SIGNIERSTUNDE: Starobjekt
Dilara war nervös, es war ihr erster Auftrag. Sie bahnte sich den Weg durch die Menge, eine milde Todesverachtung lag in der Luft, im Buchladen, der sich über drei Stockwerke ausbreitete, herrschte leise Aufregung. Etwas, was entsteht, wenn sich viele Menschen auf ein einziges Objekt fokussieren. Auf den Star.
Dilara schwitzte. Ihre Zugangsberechtigung baumelte um ihren Hals, bei Bedarf zeigte sie sie vor. Es ging die Showtreppe abwärts. Sie packte ein weißgrünes Mikrofon aus. Das Kürzel ihrer Nachrichtenagentur stand darauf. Ein älterer Herr stand neben einem Tisch und ergriff das Wort, dann redete endlich der Mann, wegen dem alle gekommen waren.

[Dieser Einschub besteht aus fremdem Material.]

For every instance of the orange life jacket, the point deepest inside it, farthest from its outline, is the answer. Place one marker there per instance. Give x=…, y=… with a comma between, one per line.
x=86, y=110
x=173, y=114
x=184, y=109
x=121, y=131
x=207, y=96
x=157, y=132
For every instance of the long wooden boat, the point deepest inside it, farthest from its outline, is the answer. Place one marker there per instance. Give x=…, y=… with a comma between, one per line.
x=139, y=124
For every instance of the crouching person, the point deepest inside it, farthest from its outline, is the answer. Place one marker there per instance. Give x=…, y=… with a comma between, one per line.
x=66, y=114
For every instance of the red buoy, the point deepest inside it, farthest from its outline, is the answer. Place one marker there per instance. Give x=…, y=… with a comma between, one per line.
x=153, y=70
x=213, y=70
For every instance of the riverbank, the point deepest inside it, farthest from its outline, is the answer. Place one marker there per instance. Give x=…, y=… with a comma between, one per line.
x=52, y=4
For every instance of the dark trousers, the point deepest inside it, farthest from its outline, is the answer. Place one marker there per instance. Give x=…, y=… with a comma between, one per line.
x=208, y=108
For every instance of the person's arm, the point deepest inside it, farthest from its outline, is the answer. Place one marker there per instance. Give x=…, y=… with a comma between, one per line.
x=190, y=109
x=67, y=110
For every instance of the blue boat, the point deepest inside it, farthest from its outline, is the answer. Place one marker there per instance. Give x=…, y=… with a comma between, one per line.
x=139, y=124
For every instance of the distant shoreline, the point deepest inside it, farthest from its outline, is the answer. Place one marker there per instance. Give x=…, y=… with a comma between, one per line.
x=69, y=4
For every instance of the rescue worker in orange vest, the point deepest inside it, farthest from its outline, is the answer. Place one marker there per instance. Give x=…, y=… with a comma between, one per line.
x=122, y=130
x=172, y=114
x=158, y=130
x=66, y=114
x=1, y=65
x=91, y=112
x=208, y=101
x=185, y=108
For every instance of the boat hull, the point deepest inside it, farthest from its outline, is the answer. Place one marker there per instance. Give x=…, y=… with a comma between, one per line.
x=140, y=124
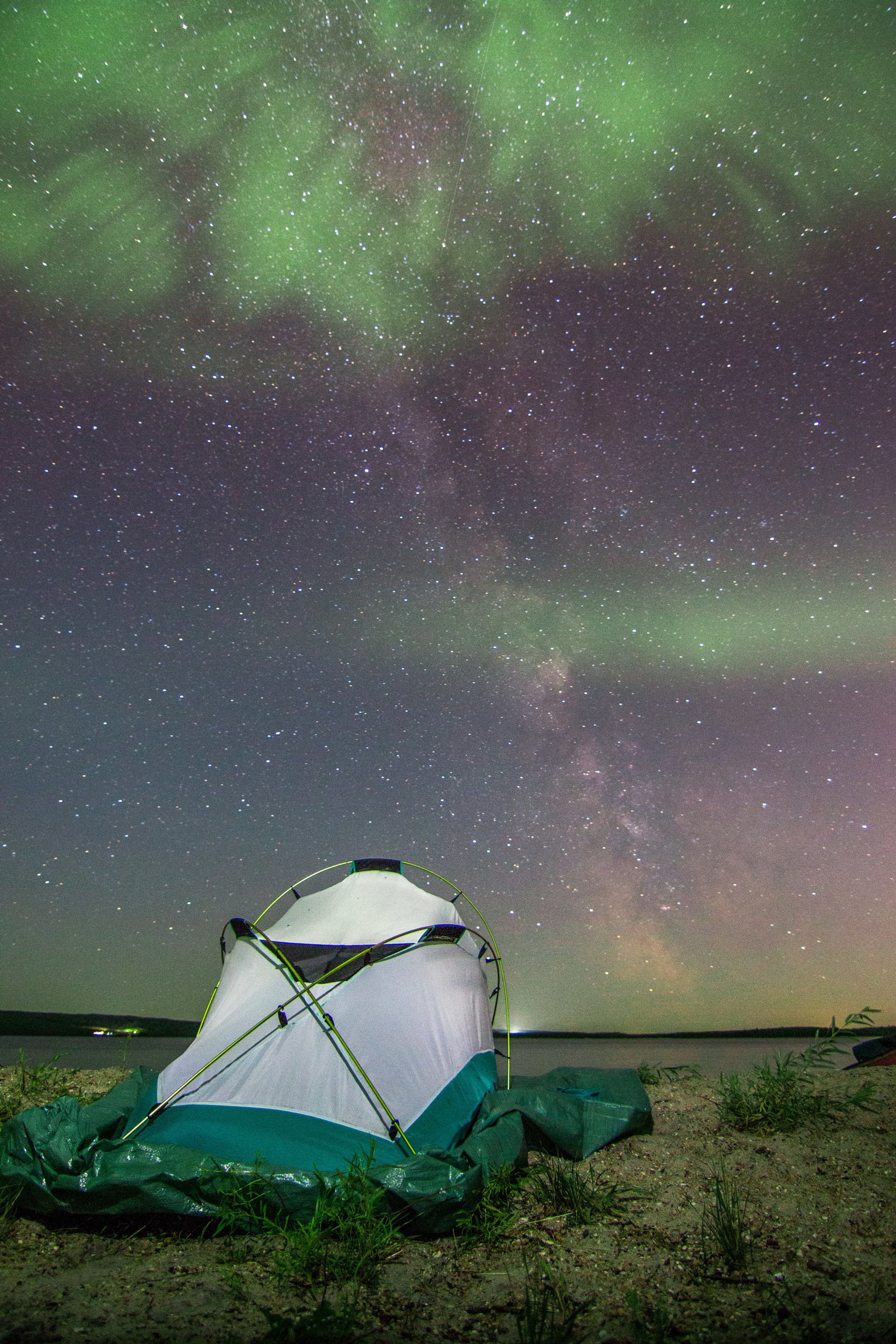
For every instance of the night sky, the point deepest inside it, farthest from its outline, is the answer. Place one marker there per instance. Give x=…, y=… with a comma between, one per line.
x=461, y=433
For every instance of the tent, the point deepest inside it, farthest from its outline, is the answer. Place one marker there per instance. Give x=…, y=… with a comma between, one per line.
x=360, y=1016
x=360, y=1019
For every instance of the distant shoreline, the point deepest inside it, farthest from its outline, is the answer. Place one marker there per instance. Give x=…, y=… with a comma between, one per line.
x=15, y=1023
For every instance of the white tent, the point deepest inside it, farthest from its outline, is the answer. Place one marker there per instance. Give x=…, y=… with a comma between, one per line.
x=362, y=1015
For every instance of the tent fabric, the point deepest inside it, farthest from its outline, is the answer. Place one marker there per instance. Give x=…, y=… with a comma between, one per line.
x=413, y=1039
x=73, y=1159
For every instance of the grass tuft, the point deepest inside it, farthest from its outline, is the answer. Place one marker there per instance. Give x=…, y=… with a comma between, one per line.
x=655, y=1074
x=580, y=1191
x=726, y=1232
x=651, y=1323
x=781, y=1097
x=8, y=1210
x=548, y=1314
x=329, y=1322
x=248, y=1206
x=348, y=1238
x=493, y=1217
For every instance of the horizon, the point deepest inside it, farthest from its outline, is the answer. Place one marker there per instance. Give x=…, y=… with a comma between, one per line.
x=459, y=433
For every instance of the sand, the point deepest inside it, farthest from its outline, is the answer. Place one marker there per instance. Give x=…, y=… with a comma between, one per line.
x=821, y=1261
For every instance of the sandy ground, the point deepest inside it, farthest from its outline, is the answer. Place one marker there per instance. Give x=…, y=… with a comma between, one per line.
x=821, y=1267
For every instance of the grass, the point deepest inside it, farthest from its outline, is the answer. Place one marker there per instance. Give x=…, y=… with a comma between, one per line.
x=350, y=1237
x=655, y=1074
x=726, y=1230
x=651, y=1323
x=493, y=1217
x=548, y=1314
x=782, y=1096
x=37, y=1085
x=580, y=1191
x=8, y=1202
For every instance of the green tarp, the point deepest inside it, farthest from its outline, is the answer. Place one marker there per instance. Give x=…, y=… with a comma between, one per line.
x=69, y=1158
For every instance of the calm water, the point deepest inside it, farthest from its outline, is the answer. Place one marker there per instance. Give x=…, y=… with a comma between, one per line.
x=528, y=1056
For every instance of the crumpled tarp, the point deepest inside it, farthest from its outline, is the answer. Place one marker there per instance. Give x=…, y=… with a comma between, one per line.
x=70, y=1159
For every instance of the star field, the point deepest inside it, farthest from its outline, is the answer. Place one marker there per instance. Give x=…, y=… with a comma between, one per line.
x=460, y=433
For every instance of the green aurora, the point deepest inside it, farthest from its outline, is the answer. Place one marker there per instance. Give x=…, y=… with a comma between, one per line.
x=386, y=170
x=651, y=631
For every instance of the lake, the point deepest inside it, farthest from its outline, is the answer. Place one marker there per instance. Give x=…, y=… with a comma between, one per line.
x=530, y=1056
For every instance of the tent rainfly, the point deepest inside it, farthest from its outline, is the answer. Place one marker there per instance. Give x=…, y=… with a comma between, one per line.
x=362, y=1016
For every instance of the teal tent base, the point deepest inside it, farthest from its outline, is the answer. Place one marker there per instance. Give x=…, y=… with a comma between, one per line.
x=66, y=1158
x=289, y=1139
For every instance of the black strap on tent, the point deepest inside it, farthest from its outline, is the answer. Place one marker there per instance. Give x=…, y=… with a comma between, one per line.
x=377, y=866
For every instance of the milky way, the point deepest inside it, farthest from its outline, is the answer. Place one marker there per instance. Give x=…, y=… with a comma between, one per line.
x=457, y=433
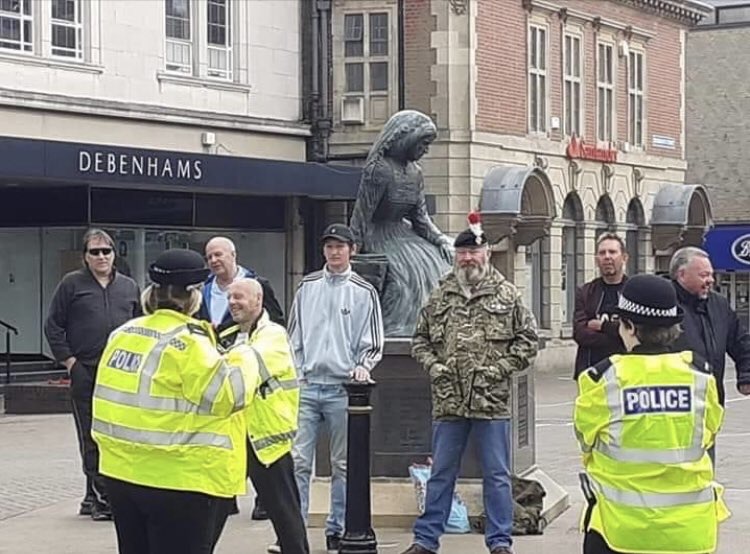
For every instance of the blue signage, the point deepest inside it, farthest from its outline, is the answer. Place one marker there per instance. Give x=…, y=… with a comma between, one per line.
x=68, y=162
x=729, y=248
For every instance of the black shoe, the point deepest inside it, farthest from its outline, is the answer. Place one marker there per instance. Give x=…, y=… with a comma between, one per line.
x=87, y=505
x=100, y=512
x=333, y=543
x=259, y=512
x=416, y=549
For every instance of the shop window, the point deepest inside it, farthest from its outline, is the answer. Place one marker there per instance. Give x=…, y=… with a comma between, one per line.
x=537, y=79
x=215, y=45
x=219, y=39
x=179, y=34
x=67, y=29
x=636, y=112
x=572, y=253
x=634, y=237
x=572, y=78
x=16, y=25
x=367, y=67
x=538, y=288
x=605, y=215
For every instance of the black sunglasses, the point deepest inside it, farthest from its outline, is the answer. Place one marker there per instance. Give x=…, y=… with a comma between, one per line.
x=97, y=251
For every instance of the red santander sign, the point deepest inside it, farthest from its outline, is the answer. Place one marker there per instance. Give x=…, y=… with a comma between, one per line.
x=578, y=149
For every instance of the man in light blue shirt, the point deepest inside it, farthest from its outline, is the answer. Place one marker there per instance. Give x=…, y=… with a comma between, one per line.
x=336, y=333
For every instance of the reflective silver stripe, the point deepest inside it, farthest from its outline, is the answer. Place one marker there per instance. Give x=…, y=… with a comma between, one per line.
x=237, y=382
x=149, y=402
x=653, y=499
x=265, y=442
x=160, y=438
x=644, y=455
x=614, y=450
x=615, y=406
x=265, y=375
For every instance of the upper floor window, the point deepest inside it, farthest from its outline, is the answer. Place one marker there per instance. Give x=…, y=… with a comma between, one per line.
x=67, y=29
x=219, y=39
x=366, y=50
x=537, y=79
x=635, y=98
x=16, y=25
x=179, y=36
x=185, y=46
x=605, y=88
x=572, y=74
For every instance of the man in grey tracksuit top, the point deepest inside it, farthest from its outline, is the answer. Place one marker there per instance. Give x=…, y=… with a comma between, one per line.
x=336, y=333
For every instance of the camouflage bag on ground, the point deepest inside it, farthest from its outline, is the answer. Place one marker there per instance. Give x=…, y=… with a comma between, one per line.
x=528, y=497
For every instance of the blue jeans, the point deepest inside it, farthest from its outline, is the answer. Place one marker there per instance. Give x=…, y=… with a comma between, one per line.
x=449, y=439
x=327, y=405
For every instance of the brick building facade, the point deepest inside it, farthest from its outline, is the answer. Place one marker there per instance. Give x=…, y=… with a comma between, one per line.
x=517, y=84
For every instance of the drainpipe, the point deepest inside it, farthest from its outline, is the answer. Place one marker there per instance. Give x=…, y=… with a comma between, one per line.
x=324, y=121
x=401, y=57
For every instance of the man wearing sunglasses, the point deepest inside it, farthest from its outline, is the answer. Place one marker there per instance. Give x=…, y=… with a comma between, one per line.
x=87, y=306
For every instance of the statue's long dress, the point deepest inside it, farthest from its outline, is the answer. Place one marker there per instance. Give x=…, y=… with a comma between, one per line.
x=400, y=228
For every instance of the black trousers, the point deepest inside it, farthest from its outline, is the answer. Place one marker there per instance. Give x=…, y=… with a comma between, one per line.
x=160, y=521
x=81, y=395
x=277, y=488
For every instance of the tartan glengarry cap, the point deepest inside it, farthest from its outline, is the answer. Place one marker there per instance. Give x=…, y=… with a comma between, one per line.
x=649, y=300
x=180, y=267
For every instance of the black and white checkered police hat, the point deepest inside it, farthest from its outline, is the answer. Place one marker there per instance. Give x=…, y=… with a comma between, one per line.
x=649, y=300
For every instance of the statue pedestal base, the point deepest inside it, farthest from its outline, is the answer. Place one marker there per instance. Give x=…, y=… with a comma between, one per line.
x=401, y=434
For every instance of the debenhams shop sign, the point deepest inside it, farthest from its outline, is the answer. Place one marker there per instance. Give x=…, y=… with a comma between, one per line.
x=138, y=165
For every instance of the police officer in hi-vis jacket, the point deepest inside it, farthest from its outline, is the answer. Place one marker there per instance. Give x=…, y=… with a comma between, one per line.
x=645, y=420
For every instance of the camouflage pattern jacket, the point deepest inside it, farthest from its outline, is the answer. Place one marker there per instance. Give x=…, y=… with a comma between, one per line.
x=471, y=346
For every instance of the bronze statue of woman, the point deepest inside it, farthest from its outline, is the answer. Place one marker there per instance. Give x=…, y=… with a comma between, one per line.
x=390, y=217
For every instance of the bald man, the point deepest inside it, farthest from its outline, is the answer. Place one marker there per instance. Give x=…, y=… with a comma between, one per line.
x=272, y=420
x=221, y=256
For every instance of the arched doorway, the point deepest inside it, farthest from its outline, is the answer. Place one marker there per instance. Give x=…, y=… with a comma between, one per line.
x=518, y=204
x=572, y=253
x=635, y=222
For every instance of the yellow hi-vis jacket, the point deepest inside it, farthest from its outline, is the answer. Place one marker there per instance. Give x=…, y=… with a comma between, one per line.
x=644, y=423
x=168, y=408
x=272, y=416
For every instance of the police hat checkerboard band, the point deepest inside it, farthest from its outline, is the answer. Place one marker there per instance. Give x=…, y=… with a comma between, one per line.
x=633, y=308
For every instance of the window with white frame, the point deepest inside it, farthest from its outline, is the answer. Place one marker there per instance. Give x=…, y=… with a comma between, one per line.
x=179, y=51
x=366, y=49
x=635, y=98
x=67, y=29
x=572, y=77
x=537, y=79
x=605, y=88
x=219, y=39
x=16, y=25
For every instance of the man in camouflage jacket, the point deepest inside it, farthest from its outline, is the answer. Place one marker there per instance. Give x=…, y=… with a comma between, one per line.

Alle Welt spricht von meinem Roman, sagte er. Nach dem Welterfolg, dem Liebesroman „Absentees Are Always Wrong“, lag nun sein neuer Schmöker „Book under Fire“ vor. Er handelte von Anfängerterroristen, von miesen Claqueuren, von schlechten Schriftstellern. Der Mann lächelte, seine Lesung war schnell beendet, er nippte von einem bereitgestellten Glas Wasser.
Die junge Journalistin stand zwei Meter von dem Tisch weg und überlegte, was sie mit dieser kurzen Distanz normalerweise anstellen würde. Und wohin das führen würde. Was sie sich da ausdachte.
Kurz darauf blickte der Mann circa fünfzigmal auf die blanken ersten Seiten der deutschen Ausgabe und malte seine Zeichen darauf. Manchmal, wenn er hochschaute und ihm ein Gesicht gefiel, fragte er nach dem Namen und setzte ihn als Widmung ein. Einmal schrieb er „Danke, dass Sie sich für diesen Roman entschieden haben“ auf die erste Seite.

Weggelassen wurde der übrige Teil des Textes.